The Stock Purchase Agreement provides that the Company's existing board of trustees shall review and approve recommendations made by Mr. Ashner for additional members to the Company's board of trustees to serve upon the closing of the transaction. Two of the existing members of the board of trustees are expected to resign at such time. The transaction is subject to customary closing conditions.

As part of the transaction, at the closing, Mr. Ashner will become President and Chief Executive Officer of the Company and an affiliate of Mr. Ashner will provide asset management and general advisory services for the Company pursuant to an advisory agreement negotiated at arms-length between the Company's existing board of trustees and Mr. Ashner. Mr. Ashner has no present affiliation with the Company and owns less than 0.04% of the outstanding common shares.

FUR INVESTORS, LLC HAS NOT YET COMMENCED THE TENDER OFFER REFERRED TO IN THIS RELEASE. UPON THE COMMENCEMENT OF THE TENDER OFFER, FUR INVESTORS, LLC WILL FILE A TENDER OFFER STATEMENT WITH THE SECURITIES AND EXCHANGE COMMISSION. THAT STATEMENT WILL CONTAIN IMPORTANT INFORMATION ABOUT THE TENDER OFFER AND SHOULD BE READ BY SECURITY HOLDERS. WHEN THE TENDER OFFER IS COMMENCED, YOU WILL BE ABLE TO OBTAIN AT NO CHARGE (I) THE TENDER OFFER STATEMENT AND OTHER


DOCUMENTS WHEN THEY BECOME AVAILABLE ON THE SECURITIES AND EXCHANGE COMMISSION'S WEBSITE AT HTTP://WWW.SEC.GOV AND (II) THE OFFER TO PURCHASE AND ALL RELATED DOCUMENTS FROM THE OFFEROR.

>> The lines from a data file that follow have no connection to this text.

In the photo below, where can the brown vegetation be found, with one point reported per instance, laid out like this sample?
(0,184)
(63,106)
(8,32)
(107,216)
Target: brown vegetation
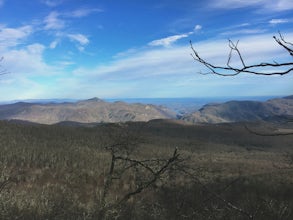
(224,172)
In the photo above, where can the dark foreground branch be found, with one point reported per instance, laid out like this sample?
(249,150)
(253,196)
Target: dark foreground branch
(274,68)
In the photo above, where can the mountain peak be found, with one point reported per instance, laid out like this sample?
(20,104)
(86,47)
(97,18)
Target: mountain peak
(94,99)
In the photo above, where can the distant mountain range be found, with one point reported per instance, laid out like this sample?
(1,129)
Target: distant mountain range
(97,111)
(235,111)
(87,111)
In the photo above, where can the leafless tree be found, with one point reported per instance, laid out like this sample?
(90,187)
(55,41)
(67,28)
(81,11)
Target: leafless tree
(275,68)
(123,165)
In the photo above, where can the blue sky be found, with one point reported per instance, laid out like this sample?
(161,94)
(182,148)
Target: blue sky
(137,48)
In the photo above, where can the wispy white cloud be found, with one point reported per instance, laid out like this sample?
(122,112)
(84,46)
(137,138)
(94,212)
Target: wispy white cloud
(157,70)
(243,32)
(278,21)
(197,27)
(167,41)
(272,5)
(80,38)
(54,44)
(83,12)
(53,22)
(10,37)
(52,3)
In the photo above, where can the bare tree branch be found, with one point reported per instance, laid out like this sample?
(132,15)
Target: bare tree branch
(257,69)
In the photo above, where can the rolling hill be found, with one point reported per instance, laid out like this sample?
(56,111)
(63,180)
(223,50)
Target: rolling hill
(87,111)
(235,111)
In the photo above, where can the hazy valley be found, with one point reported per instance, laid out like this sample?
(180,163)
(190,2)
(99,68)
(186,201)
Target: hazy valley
(142,161)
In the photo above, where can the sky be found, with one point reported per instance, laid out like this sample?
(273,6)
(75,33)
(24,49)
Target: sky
(138,48)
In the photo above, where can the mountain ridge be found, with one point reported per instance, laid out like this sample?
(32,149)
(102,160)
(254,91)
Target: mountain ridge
(93,110)
(235,111)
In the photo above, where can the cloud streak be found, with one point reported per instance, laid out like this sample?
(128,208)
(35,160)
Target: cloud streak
(53,22)
(271,5)
(11,37)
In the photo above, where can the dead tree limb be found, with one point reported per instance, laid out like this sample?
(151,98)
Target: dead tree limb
(256,69)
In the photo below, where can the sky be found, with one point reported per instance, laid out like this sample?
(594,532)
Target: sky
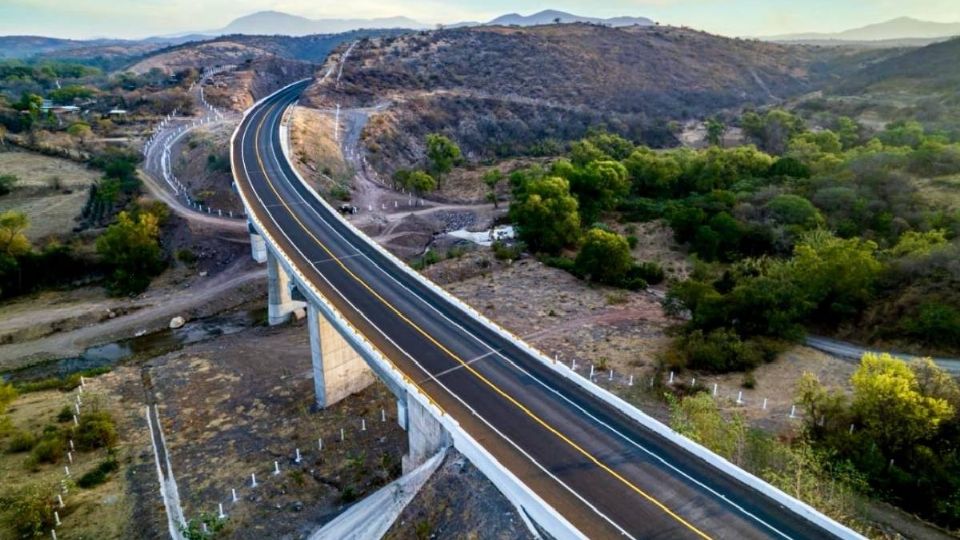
(143,18)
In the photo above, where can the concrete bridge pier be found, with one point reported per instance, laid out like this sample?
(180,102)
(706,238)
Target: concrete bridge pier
(280,303)
(426,436)
(338,370)
(258,246)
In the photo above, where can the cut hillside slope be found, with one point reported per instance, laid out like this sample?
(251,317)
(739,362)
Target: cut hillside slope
(505,91)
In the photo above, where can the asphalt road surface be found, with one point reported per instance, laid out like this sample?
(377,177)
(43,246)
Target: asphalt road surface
(606,474)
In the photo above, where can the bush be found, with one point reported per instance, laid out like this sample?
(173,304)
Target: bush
(650,272)
(65,414)
(506,252)
(96,430)
(427,259)
(719,351)
(8,393)
(21,441)
(50,449)
(186,256)
(7,182)
(605,257)
(99,475)
(29,512)
(340,193)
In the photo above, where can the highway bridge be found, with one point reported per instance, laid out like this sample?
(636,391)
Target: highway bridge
(577,461)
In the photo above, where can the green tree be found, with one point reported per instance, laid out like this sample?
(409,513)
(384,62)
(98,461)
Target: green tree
(421,182)
(80,130)
(849,132)
(492,179)
(13,242)
(791,209)
(599,185)
(612,146)
(131,249)
(698,418)
(70,93)
(903,133)
(918,244)
(837,275)
(7,183)
(442,153)
(652,174)
(605,257)
(716,129)
(888,402)
(773,130)
(29,511)
(8,393)
(546,214)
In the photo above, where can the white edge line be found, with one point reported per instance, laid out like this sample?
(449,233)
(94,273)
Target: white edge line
(793,504)
(469,444)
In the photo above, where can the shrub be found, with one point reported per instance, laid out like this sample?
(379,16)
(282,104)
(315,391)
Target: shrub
(186,256)
(650,272)
(29,512)
(96,430)
(21,441)
(7,182)
(605,257)
(49,449)
(100,474)
(65,414)
(506,252)
(719,350)
(340,193)
(8,393)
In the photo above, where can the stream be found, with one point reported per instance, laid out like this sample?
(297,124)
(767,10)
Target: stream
(140,347)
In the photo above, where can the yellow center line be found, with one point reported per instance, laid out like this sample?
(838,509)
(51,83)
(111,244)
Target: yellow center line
(466,365)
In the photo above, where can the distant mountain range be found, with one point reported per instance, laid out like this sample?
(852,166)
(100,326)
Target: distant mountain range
(551,16)
(902,28)
(276,22)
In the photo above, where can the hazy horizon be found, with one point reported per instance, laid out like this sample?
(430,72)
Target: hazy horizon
(85,19)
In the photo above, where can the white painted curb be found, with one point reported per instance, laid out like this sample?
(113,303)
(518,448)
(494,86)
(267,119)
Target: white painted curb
(793,504)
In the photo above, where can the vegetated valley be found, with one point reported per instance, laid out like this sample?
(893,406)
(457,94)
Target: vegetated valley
(705,204)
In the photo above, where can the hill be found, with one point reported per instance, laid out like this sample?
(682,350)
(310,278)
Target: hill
(238,48)
(278,23)
(894,29)
(931,68)
(551,16)
(503,91)
(28,46)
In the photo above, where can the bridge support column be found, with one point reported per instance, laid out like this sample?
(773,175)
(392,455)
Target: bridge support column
(258,246)
(425,434)
(338,370)
(280,304)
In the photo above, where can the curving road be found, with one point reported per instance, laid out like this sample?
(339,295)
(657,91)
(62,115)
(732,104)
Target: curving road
(608,475)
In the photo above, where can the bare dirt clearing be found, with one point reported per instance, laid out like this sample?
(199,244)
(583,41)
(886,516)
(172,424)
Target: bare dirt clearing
(105,511)
(459,502)
(50,191)
(228,414)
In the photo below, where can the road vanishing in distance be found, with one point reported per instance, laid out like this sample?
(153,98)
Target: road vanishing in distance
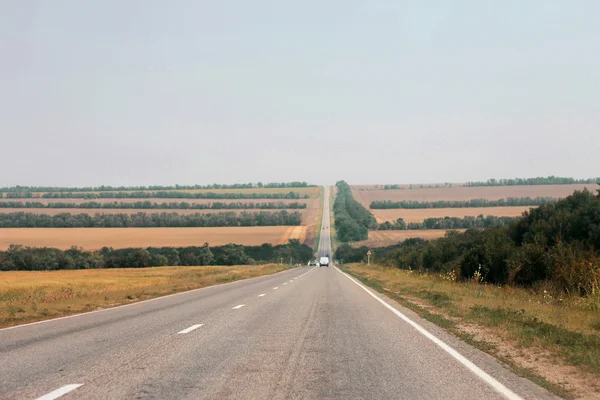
(304,333)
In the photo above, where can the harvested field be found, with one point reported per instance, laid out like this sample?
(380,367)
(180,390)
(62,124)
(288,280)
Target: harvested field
(296,232)
(366,196)
(27,296)
(96,238)
(91,211)
(418,215)
(160,201)
(311,191)
(388,238)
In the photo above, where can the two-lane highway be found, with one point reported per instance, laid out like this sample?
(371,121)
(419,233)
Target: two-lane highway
(305,333)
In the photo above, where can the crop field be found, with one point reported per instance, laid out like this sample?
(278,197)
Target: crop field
(144,237)
(96,238)
(311,191)
(418,215)
(388,238)
(27,296)
(366,194)
(306,212)
(156,200)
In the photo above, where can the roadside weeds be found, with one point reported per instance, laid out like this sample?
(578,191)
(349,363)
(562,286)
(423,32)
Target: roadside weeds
(553,343)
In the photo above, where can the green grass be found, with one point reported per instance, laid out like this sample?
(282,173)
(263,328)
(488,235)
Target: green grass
(576,348)
(567,330)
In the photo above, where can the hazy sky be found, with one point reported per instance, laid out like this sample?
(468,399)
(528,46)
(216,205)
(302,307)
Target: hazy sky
(163,92)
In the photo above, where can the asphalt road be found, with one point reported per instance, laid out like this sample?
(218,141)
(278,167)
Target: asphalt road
(305,333)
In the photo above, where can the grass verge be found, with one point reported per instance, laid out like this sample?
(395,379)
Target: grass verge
(27,296)
(552,341)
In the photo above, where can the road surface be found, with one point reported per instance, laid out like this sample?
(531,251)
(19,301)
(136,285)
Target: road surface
(305,333)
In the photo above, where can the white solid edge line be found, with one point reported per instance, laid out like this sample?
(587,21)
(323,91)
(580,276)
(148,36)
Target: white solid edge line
(60,392)
(191,328)
(484,376)
(136,303)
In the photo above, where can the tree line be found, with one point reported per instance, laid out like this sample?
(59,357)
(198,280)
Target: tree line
(555,243)
(162,194)
(549,180)
(104,188)
(351,220)
(472,203)
(467,222)
(19,258)
(152,205)
(149,220)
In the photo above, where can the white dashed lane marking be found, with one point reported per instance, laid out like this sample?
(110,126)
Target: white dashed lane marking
(191,328)
(60,392)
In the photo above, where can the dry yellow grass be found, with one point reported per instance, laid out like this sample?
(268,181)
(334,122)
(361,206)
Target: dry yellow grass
(418,215)
(549,337)
(306,213)
(388,238)
(311,191)
(467,193)
(159,200)
(96,238)
(27,296)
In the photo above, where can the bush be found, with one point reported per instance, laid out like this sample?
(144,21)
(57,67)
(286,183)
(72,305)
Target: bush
(351,220)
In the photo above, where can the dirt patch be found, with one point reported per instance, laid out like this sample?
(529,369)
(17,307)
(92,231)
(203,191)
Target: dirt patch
(388,238)
(419,215)
(467,193)
(118,238)
(539,361)
(293,232)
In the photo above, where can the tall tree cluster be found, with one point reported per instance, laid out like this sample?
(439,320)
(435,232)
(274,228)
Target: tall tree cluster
(351,220)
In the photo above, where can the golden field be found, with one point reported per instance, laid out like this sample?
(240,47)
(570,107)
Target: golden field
(366,195)
(27,296)
(419,214)
(388,238)
(311,191)
(157,200)
(96,238)
(306,212)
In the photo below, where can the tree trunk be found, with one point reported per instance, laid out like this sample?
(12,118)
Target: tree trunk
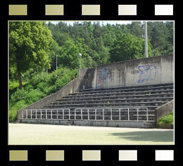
(20,80)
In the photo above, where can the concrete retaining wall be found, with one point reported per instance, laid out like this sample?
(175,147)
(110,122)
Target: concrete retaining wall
(154,70)
(133,124)
(163,111)
(71,87)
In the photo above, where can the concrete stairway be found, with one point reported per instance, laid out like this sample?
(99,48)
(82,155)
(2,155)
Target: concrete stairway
(130,106)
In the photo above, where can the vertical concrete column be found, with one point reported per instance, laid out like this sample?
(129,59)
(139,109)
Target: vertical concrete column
(95,113)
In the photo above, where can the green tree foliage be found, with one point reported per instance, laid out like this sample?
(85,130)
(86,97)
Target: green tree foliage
(29,44)
(128,47)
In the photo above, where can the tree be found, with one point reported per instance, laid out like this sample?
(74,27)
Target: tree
(128,47)
(29,44)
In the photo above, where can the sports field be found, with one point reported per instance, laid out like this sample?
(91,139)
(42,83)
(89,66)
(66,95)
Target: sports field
(39,134)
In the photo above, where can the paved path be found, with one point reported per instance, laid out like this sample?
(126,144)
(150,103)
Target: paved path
(39,134)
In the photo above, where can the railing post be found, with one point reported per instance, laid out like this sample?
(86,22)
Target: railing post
(88,114)
(103,113)
(137,114)
(69,114)
(63,114)
(95,113)
(75,114)
(119,114)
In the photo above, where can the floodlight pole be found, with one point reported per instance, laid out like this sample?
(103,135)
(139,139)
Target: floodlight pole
(146,40)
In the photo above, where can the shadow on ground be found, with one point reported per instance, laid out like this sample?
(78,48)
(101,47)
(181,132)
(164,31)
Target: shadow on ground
(154,136)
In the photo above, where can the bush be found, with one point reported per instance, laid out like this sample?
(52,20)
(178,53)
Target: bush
(167,119)
(20,94)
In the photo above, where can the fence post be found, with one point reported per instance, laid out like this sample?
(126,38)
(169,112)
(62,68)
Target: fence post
(88,114)
(75,114)
(103,113)
(95,113)
(137,114)
(69,114)
(119,114)
(63,114)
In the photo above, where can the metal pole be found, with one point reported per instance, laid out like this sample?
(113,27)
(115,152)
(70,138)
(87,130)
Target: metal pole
(103,113)
(95,113)
(75,114)
(119,114)
(88,114)
(137,114)
(146,40)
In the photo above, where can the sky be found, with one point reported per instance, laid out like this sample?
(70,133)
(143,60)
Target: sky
(104,22)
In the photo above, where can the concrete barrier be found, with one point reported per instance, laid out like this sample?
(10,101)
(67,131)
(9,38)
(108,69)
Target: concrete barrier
(163,111)
(153,70)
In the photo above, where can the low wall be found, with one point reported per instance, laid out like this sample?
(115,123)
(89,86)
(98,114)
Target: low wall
(71,87)
(106,123)
(154,70)
(163,111)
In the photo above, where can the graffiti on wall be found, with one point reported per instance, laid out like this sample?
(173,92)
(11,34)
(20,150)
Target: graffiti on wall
(102,75)
(147,73)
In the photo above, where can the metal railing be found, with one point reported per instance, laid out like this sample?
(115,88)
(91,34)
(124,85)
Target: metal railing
(103,113)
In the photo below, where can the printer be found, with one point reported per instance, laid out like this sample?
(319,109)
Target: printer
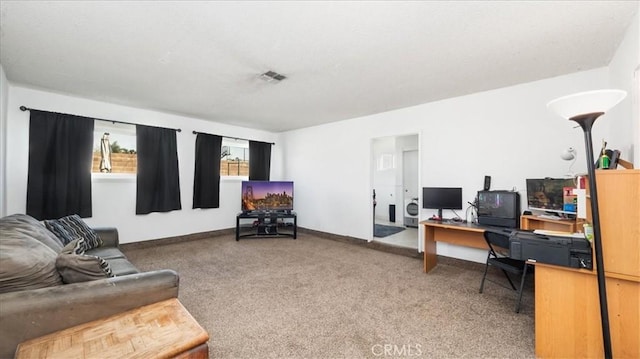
(567,251)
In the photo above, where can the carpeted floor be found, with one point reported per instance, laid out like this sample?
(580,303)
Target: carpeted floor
(319,298)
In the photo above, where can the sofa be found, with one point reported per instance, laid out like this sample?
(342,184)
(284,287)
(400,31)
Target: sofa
(42,292)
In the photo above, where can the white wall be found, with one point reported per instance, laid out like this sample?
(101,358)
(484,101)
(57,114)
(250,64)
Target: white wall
(507,133)
(4,98)
(624,74)
(114,200)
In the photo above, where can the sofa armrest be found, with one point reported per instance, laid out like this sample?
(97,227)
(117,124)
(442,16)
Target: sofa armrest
(109,236)
(33,313)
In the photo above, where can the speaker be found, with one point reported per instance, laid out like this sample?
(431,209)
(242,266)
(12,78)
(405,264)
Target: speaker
(487,183)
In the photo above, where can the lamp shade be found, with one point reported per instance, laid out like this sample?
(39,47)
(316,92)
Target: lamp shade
(586,102)
(568,154)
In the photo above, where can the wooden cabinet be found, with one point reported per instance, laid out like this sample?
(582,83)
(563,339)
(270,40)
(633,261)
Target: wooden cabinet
(619,207)
(567,318)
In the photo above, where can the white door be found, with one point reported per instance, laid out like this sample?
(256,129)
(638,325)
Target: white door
(410,174)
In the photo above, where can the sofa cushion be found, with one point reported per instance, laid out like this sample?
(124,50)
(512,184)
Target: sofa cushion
(25,225)
(26,260)
(73,227)
(74,266)
(122,266)
(106,252)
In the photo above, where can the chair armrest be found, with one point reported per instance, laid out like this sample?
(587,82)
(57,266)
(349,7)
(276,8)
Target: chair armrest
(109,236)
(33,313)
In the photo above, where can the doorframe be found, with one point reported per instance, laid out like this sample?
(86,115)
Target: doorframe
(372,169)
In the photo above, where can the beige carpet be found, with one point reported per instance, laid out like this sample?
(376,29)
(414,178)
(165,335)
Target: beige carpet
(319,298)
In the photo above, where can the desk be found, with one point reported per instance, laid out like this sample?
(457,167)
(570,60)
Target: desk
(461,234)
(567,315)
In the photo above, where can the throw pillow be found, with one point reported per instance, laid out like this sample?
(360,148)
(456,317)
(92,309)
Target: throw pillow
(72,227)
(25,261)
(75,267)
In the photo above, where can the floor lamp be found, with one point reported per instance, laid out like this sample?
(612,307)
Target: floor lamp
(584,108)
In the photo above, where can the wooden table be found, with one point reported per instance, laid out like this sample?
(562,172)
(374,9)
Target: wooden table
(161,330)
(461,234)
(567,316)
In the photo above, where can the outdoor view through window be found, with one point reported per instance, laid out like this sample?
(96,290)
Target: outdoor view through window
(114,151)
(234,158)
(114,148)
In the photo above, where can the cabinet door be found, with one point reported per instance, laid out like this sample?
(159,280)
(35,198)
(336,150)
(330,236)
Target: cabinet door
(619,207)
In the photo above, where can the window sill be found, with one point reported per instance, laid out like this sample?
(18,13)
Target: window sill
(233,178)
(113,177)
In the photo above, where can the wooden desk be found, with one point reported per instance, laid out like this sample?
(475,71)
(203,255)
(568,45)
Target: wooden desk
(160,330)
(567,303)
(567,315)
(461,234)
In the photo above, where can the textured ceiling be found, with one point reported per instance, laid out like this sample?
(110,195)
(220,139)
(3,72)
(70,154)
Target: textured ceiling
(341,59)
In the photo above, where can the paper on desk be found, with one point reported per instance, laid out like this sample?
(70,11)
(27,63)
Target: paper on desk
(558,233)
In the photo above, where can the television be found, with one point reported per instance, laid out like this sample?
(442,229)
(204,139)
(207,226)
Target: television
(498,208)
(267,196)
(442,198)
(552,195)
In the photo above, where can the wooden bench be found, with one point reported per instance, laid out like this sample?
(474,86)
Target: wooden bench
(161,330)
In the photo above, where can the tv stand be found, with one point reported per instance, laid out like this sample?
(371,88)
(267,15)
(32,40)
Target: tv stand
(266,224)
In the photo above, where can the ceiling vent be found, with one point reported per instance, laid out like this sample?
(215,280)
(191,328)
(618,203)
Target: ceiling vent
(272,76)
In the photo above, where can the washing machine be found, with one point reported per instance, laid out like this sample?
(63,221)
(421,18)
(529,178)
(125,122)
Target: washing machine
(411,212)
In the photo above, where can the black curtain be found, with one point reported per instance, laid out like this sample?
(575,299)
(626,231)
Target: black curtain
(158,182)
(206,179)
(60,155)
(259,160)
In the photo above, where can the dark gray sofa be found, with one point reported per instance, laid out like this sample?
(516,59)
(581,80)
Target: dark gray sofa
(28,313)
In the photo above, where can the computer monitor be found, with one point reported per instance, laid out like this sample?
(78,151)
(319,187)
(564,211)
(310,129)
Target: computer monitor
(442,198)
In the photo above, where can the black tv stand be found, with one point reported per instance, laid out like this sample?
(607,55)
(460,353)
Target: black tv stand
(266,224)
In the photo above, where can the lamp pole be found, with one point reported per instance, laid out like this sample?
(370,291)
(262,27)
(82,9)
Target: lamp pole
(586,122)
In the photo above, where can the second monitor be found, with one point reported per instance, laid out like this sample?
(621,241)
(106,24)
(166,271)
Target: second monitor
(442,198)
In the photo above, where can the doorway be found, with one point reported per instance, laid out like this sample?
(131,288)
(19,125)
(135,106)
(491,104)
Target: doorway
(394,171)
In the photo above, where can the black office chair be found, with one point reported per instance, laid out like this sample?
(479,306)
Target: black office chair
(500,238)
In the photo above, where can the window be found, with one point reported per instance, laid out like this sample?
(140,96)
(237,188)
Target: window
(120,141)
(234,158)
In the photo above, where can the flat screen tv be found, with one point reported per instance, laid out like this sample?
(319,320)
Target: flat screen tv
(442,198)
(499,208)
(267,196)
(553,195)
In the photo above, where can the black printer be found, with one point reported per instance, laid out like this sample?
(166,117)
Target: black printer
(567,251)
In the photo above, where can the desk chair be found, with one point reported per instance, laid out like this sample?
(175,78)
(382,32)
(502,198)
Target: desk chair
(497,238)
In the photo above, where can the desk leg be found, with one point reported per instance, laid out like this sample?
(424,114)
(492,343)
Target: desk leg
(430,256)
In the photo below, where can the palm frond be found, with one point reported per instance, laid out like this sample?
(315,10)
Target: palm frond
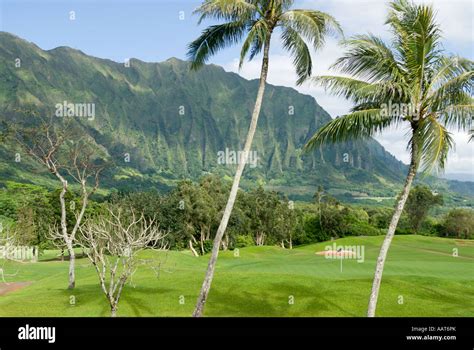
(457,90)
(312,25)
(360,91)
(460,117)
(227,10)
(357,125)
(213,39)
(435,141)
(255,40)
(369,58)
(293,42)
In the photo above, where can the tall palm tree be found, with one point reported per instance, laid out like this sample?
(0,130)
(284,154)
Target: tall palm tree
(411,71)
(254,22)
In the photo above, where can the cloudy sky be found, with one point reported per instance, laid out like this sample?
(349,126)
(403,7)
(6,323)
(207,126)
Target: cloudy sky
(154,30)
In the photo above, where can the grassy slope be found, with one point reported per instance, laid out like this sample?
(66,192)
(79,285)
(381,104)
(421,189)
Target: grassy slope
(260,281)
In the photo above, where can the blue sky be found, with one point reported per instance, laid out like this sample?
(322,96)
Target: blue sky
(155,30)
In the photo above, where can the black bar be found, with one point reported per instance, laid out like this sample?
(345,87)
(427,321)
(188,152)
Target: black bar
(331,331)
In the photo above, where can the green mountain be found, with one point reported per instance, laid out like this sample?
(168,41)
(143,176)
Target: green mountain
(161,122)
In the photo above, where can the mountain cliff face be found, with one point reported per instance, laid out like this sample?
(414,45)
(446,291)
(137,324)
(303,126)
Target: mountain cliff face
(161,122)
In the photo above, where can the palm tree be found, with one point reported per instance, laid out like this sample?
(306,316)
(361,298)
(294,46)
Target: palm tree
(254,22)
(411,73)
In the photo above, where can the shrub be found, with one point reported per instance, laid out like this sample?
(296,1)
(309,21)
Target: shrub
(242,241)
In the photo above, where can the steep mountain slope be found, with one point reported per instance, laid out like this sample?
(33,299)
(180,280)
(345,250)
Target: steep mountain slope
(161,122)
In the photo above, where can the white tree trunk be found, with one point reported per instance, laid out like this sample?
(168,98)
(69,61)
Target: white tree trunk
(206,286)
(391,232)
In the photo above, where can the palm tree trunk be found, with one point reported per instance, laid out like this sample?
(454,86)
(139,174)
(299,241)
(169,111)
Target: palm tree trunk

IN ADDITION, INVESTORS AND SECURITY HOLDERS SHOULD READ FIRST UNION'S SCHEDULE 14D-9, WHEN FILED, AS IT WILL CONTAIN THE REGISTRANT'S RECOMMENDATION STATEMENT IN CONNECTION WITH THE TENDER OFFER AND OTHER IMPORTANT INFORMATION RELATING TO THE TENDER OFFER. Investors and security holders may obtain a free copy of the Schedule 14D-9 and related documents when filed with the Securities and Exchange Commission at the Commission's website listed above.

First Union Real Estate Equity and Mortgage Investments is a NYSE-listed real estate investment trust (REIT) headquartered in New York, New York.